UKPLab / sentence-transformers

State-of-the-Art Text Embeddings
https://www.sbert.net
Apache License 2.0
15.39k stars 2.49k forks source link

can't train with triplet loss #407

Open sueqian6 opened 4 years ago

sueqian6 commented 4 years ago

Hi,

I tried to train on the wikipedia dataset with triplet loss using the code given here: https://github.com/UKPLab/sentence-transformers/blob/master/examples/training/other/training_wikipedia_sections.py

However, I get this error: TypeError: must be real number, not NoneType

image

The same happens when I use custom triplet dataset.

Thanks.

nreimers commented 4 years ago

I just updated the example. Please check if it works.

sueqian6 commented 4 years ago

I just updated the example. Please check if it works.

Thank you! That's super fast.

omerarshad commented 4 years ago

@sueqian6 @nreimers where can i find the data to train on tripet loss ?

nreimers commented 4 years ago

Download links are in the respective example scripts

omerarshad commented 4 years ago

it says "You can get the dataset by running examples/datasets/get_data.py", but there is no such folder "datasets" inside "examples"

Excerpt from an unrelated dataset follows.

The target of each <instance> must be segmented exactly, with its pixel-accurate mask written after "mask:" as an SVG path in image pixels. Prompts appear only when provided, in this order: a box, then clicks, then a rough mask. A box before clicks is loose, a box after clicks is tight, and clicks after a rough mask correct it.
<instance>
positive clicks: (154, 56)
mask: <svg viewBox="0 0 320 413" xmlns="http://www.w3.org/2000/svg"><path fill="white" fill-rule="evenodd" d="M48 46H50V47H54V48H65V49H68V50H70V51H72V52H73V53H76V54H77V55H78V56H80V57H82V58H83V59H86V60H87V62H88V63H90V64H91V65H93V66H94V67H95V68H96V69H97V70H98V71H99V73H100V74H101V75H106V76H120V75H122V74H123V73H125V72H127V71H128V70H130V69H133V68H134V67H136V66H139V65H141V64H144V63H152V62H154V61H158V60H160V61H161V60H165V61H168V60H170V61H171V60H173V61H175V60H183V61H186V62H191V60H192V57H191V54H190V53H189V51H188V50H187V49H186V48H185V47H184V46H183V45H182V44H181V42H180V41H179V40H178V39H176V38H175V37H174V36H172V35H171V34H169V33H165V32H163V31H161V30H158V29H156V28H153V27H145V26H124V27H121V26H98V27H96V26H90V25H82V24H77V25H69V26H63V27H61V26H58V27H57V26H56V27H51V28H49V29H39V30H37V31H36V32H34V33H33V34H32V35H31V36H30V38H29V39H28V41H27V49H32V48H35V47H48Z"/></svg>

nreimers commented 4 years ago

Which script / URL are you referring to?

In the most recent scripts on github, the dataset folder was removed and the downloading of the needed datasets was moved to the scripts. But there might still be some old scripts, that do not download the dataset.

If you can point me to that script, I can fix it

omerarshad commented 4 years ago

training_wikipedia_sections.py

nreimers commented 4 years ago

This script: https://github.com/UKPLab/sentence-transformers/blob/master/examples/training/other/training_wikipedia_sections.py

Downloads the data automatically (line 31)

omerarshad commented 4 years ago

the line was confusing which you have removed now, thanks